The Divergence Between FVC and Clinical Events

In many interstitial lung disease (ILD) trials, there is an observable gap between physiological markers (like FVC) and clinical events (like hospitalization). This may be due to the relatively short follow-up period; 15 months may not be sufficient to capture a significant number of exacerbations or deaths in a controlled trial environment where patients receive optimal supportive care. Furthermore, the composite endpoint might be influenced by factors outside the drug’s mechanism, such as regional differences in hospitalization practices.
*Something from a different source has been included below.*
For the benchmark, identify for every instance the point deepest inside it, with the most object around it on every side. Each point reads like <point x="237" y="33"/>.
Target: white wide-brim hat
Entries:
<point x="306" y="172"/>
PDE4B Selectivity: A Progress in Tolerability

From a pharmacological perspective, nerandomilast represents a significant step forward. By targeting PDE4B, the drug addresses the fibro-inflammatory pathway while avoiding the emetic effects associated with PDE4D. This improved tolerability profile is essential for long-term adherence. In a disease where patients may remain on therapy for several years, a drug that is easier to take is more likely to provide sustained benefit.

Conclusion

The FIBRONEER-IPF trial confirms that nerandomilast is a viable and well-tolerated therapeutic option for managing FVC decline in patients with idiopathic pulmonary fibrosis. While the extended follow-up did not demonstrate a significant reduction in the composite endpoint of exacerbations, hospitalizations, or death, the numerical trend toward improved survival in the 18 mg BID group is promising. Nerandomilast joins the ranks of emerging therapies that aim to refine the management of IPF, emphasizing the importance of targeting specific molecular pathways to improve patient outcomes while maintaining quality of life.

References

1. Oldham JM, Azuma A, Kreuter M, et al. Nerandomilast in idiopathic pulmonary fibrosis: data from the whole follow-up period of the FIBRONEER-IPF trial. American Journal of Respiratory and Critical Care Medicine. 2026. PMID: 41738262.

2. Richeldi L, du Bois RM, Raghu G, et al. Efficacy and safety of nintedanib in idiopathic pulmonary fibrosis. New England Journal of Medicine. 2014;370(22):2071-2082.

3. King TE Jr, Bradford WZ, Castro-Bernardini S, et al. A phase 3 trial of pirfenidone in patients with idiopathic pulmonary fibrosis. New England Journal of Medicine. 2014;370(22):2083-2092.